Reputation: 21
I was asked to write a program to print values in a character array. This array contains duplicated values, but output should not contain duplicated characters.Do not use Set. This is what I have created. Let me know if there is any other and efficient way to do the same.

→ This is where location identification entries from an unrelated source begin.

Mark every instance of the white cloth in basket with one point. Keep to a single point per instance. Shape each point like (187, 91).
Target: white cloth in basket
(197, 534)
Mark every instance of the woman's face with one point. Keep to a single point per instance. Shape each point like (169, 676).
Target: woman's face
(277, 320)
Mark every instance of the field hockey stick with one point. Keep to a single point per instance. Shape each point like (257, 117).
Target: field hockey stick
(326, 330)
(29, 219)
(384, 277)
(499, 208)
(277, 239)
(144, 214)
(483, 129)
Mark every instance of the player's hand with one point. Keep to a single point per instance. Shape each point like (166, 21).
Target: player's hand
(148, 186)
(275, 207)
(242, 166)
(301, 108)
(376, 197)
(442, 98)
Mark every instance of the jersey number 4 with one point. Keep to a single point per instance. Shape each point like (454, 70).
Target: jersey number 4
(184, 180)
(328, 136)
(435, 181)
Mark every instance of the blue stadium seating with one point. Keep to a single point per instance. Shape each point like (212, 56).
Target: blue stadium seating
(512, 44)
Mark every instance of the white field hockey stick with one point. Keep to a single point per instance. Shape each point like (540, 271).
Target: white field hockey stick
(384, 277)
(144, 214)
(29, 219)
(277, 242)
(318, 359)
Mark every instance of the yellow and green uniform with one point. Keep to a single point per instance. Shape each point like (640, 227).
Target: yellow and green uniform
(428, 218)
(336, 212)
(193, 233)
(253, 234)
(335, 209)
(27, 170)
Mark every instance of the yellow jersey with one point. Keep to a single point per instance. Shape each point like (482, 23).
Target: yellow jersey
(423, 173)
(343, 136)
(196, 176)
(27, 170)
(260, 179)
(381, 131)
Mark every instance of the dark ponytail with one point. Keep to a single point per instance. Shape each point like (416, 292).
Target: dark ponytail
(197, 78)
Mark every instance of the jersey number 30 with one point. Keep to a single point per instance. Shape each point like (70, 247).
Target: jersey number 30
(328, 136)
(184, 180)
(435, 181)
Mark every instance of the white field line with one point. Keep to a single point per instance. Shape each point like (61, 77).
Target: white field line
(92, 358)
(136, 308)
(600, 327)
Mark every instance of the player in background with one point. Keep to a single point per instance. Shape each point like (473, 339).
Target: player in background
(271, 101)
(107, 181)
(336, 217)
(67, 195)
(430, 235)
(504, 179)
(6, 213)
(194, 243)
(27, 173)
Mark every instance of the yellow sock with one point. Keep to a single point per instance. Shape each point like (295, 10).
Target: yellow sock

public class RemoveDuplication {
public static void main (String[] args){
char[] a= new char[]{'a', 'b', 'c', 'a', 'b', 'c', 'a', 'b', 'c', 'a', 'b', 'c'};
String s=Character.toString(a[0]);
for (int i=1; i<a.length; i++) {
if ((s.indexOf(a[i])) == -1) {
s = s + Character.toString(a[i]);
} else {
}
}
// if you want character array as result
char[] result = s.toCharArray();
System.out.println(result);
}
}
Upvotes: 2
Views: 1089
Reputation: 830
What you could do to speedup this is something like, check if the character C is in the outputted characters array A (not the print) using binary search. Print the character C if it's not in the list and then insert (sorted) the character C to A (to be able to use binary search).
Upvotes: 0
Reputation: 6789
Each time I hear unique elements, Sets comes to my mind. So here is the easiest implementation using sets
:
char[] a= new char[]{'a', 'b', 'c', 'a', 'b', 'c', 'a', 'b', 'c', 'a', 'b', 'c'};
Set<Character> set = new HashSet<Character>(); //declare Set of Character type
for(char c : a)
set.add(c); //Add chars in 'a' to the set
System.out.println(set);
OUTPUT : [a, b, c]
Upvotes: 0
Reputation: 16429
Stream the characters, filter to only distinct code points, then collect the code points in a StringBuilder
and finally print it out:
System.out.println(
str.chars().distinct().boxed()
.collect(Collector.of(StringBuilder::new,
StringBuilder::appendCodePoint,
StringBuilder::append)));
Upvotes: 0
Reputation: 19
If you use a Set object, it will do that for you.
Set<Character> s = new HashSet<>();
s.add('c');
s.add('c');
//c was only added once
then iterate like this:
for(Character c: s)
{
System.out.println(c);
}
Upvotes: 1
Reputation: 140641
You are over-doing.
Just go for:
StringBuilder builder = new StringBuilder().append(a[0]);
and then append()
to that builder object; and in the end; call builder.toString()
. Instead of all the funny things you do with that s
string variable.
Your code that is going from and back between String and Character and using + for string appending is as said; very much over-complicating things.